TEROPONGPUBLIK.CO.ID <<<>>> Kejaksaan Negeri (Kejari) Kepahiang melaksanakan kegiatan pemusnahan barang bukti dari perkara tindak pidana umum yang telah memperoleh kekuatan hukum tetap (inkracht) pada Selasa, 3 Juni 2025. Acara tersebut digelar di halaman kantor Kejari Kepahiang dan dihadiri oleh sejumlah pejabat daerah, termasuk Wakil Bupati Kepahiang, Ir. Abdul Hafizh, M.Si, serta unsur Forum Koordinasi Pimpinan Daerah (Forkopimda) Kabupaten Kepahiang.
Dalam sambutannya, Wakil Bupati Abdul Hafizh menyampaikan apresiasi yang tinggi terhadap kerja keras para aparat penegak hukum yang telah melaksanakan tugas secara profesional dalam menegakkan keadilan di wilayah Kabupaten Kepahiang.

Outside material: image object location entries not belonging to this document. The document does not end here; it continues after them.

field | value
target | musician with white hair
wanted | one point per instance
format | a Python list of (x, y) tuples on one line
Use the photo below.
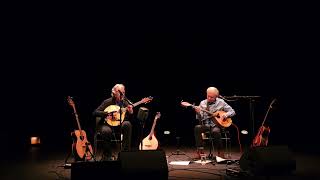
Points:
[(210, 112), (115, 112)]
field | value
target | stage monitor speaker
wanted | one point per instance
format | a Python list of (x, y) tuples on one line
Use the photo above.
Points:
[(268, 160), (145, 164), (95, 170)]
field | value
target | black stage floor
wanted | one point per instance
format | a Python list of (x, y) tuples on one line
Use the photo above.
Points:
[(38, 163)]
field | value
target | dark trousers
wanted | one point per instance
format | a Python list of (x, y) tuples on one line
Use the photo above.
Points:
[(215, 131), (107, 135)]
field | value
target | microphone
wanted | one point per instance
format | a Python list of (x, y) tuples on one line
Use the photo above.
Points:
[(125, 98), (121, 94)]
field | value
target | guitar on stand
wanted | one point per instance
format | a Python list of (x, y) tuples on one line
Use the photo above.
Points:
[(81, 147), (261, 138), (150, 142)]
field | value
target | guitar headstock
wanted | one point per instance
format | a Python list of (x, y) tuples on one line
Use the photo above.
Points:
[(146, 99), (70, 101), (185, 104)]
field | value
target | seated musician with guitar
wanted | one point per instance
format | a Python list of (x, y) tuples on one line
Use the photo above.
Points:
[(116, 111), (109, 111), (213, 114)]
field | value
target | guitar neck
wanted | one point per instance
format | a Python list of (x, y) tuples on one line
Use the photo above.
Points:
[(153, 126), (204, 110), (137, 103)]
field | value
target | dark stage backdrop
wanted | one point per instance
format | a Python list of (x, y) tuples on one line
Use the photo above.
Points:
[(167, 60)]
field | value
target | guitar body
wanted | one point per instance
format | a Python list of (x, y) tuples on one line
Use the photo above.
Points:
[(149, 143), (80, 145), (217, 116), (262, 137), (219, 120), (113, 115)]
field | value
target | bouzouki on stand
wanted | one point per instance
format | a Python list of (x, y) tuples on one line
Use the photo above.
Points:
[(150, 142), (261, 139), (113, 117), (81, 147), (216, 116)]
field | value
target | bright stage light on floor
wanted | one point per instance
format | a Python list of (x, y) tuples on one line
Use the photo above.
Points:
[(35, 140)]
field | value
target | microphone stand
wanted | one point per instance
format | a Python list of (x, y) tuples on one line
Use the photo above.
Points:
[(251, 108), (120, 111)]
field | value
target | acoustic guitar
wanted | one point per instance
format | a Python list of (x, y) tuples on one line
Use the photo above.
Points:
[(81, 147), (150, 142), (216, 116), (261, 139), (113, 112)]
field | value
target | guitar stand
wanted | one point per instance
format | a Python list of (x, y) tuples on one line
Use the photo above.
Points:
[(91, 154)]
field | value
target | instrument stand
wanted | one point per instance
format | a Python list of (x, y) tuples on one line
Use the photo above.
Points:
[(178, 152), (211, 149), (91, 154), (142, 123)]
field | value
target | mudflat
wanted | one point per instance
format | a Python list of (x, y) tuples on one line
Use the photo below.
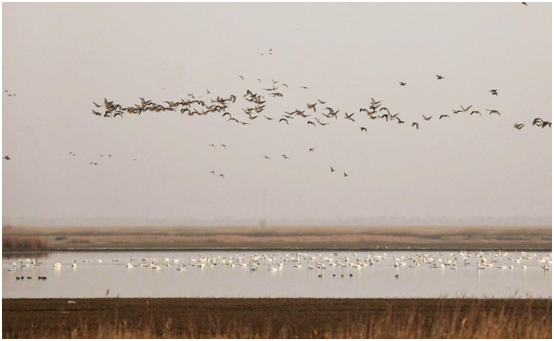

“Saya menyampaikan penghargaan kepada aparat penegak hukum atas dedikasi dan komitmennya dalam menjaga supremasi hukum di daerah ini. Kegiatan hari ini merupakan wujud nyata dari keberhasilan penanganan perkara yang telah selesai secara hukum, dan kita semua dapat menyaksikan langsung proses pemusnahan barang bukti yang telah inkracht,” ujar Hafizh.
Lebih jauh, beliau menekankan pentingnya peran serta seluruh komponen masyarakat dalam upaya menciptakan lingkungan yang aman dan tertib. Ia mengajak tokoh masyarakat dan tokoh agama untuk turut serta dalam melakukan pencegahan terhadap tindak kriminalitas melalui pendekatan edukatif.
“Menurunkan tingkat kejahatan tidak bisa hanya dibebankan kepada aparat penegak hukum. Tokoh agama dan masyarakat memiliki posisi strategis dalam membangun kesadaran hukum melalui sosialisasi dan pembinaan masyarakat,” tambahnya.
Abdul Hafizh juga menyampaikan harapan agar kegiatan seperti ini dapat menjadi momen edukatif bagi masyarakat, sekaligus meningkatkan kewaspadaan terhadap berbagai bentuk pelanggaran hukum, terutama yang berkaitan dengan narkotika dan kejahatan lainnya.
“Harapan kita bersama, semoga tingkat kriminalitas di Kabupaten Kepahiang dapat terus ditekan melalui pendekatan preventif dan edukatif. Pemusnahan barang bukti ini adalah simbol bahwa negara hadir dan bertindak tegas terhadap setiap bentuk pelanggaran hukum,” jelasnya.
Acara kemudian dilanjutkan dengan penandatanganan berita acara pemusnahan barang bukti oleh pihak-pihak terkait. Seluruh proses dilakukan secara terbuka dan disaksikan langsung oleh unsur Forkopimda, tamu undangan, serta masyarakat yang hadir.
Barang bukti yang dimusnahkan terdiri atas berbagai jenis, mulai dari narkotika, senjata tajam, hingga bahan berbahaya lainnya. Narkotika serta bahan yang mudah terbakar dimusnahkan dengan cara dibakar, sementara senjata tajam dipotong menggunakan alat pemotong listrik agar tidak dapat digunakan kembali.
Kegiatan ini menjadi bagian dari komitmen Kejaksaan Negeri Kepahiang dalam menciptakan transparansi penegakan hukum dan memberikan efek jera kepada pelaku tindak pidana. Dengan keterlibatan berbagai unsur dalam proses ini, diharapkan masyarakat semakin percaya terhadap sistem hukum yang berjalan dan terdorong untuk menjauhi tindakan kriminal.